Definition: Vocoder is an audio processor that is used to transmit speech or voice signal in the form of digital data. The vocoder is used as short form for voice coder. Vocoders are basically used for digital coding of speech and voice simulation. The bitrate for available narrowband vocoders is from 1.2 to 64 kbps.
Vocoder operates on the principle of formants. Formants are basically the meaningful components of a speech that is generated due to the human voice.
Whenever a speech signal is transmitted, it is not needed to transmit the precise waveform. We can simply transmit the information by which one can reconstruct that particular waveform. This reconstructed waveform at the receiver must be similar and not identical to the waveform actually transmitted.
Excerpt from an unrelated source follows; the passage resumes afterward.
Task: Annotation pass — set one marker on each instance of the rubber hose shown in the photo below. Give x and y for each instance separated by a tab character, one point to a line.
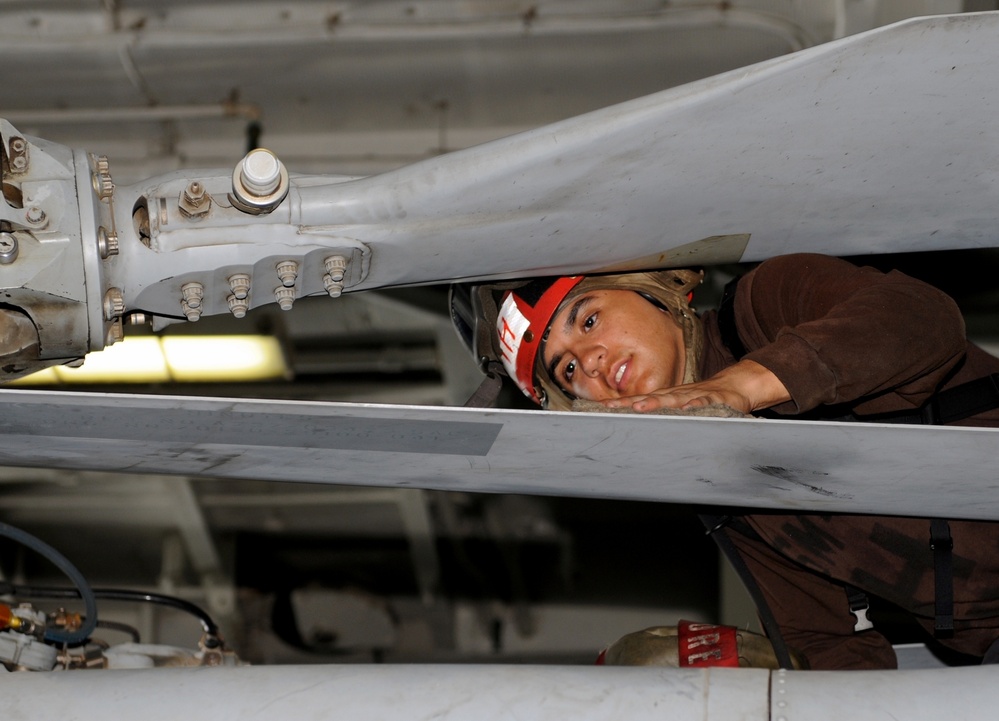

Vocoder works in such a way that it first captures the characteristic element of the signal. Then other audio signals are affected by the use of that characteristic signal.
Vocoders are used for voice synthesis. The vocoder takes two signals and creates a third signal using the spectral information of the two input signals. It aims to emblem the amplitude and frequency characteristic of speech signal onto the synthesis signal, while maintaining the pitch of the speech signal.
Let’s have a look at the voice model shown below-
A voice model is used to simulate voice. As speech contains a sequence of voiced and unvoiced sounds, this is the basis for the operation of a voice model.
Before proceeding further, it is better to first understand what is voiced and unvoiced sounds.
Voice sounds are basically the sounds generated by vibrations of the vocal cords.
On contrary, the sound produced at the pronunciation of the letters such as ‘s’, ‘p’ or ‘f’ is known as unvoiced sounds. Unvoiced sounds are generated by expelling air through lips and teeth.
As we can see in the above figure of speech model used in Vocoder. Here, voiced sounds are simulated by the impulse generator, the frequency of which is equal to the fundamental frequency of vocal cords. The noise source present in the circuit is used to simulate the unvoiced sounds.
The position of the switch helps in determining whether the sound is voiced or unvoiced.
Then the selected signal is passed through a filter that simulates the effect of mouth, throat and nasal passage of speaker. The filter unit then filters the input in such a way so as the required letter is pronounced. Thus we can have a synthesised approximated speech waveform.
LPC is extensively used in case of speech and music application. LPC is an acronym for Linear Predictive Coding. It is basically a technique to estimate future values. In simple words we can say, by analysing two previous samples it predicts the outcome.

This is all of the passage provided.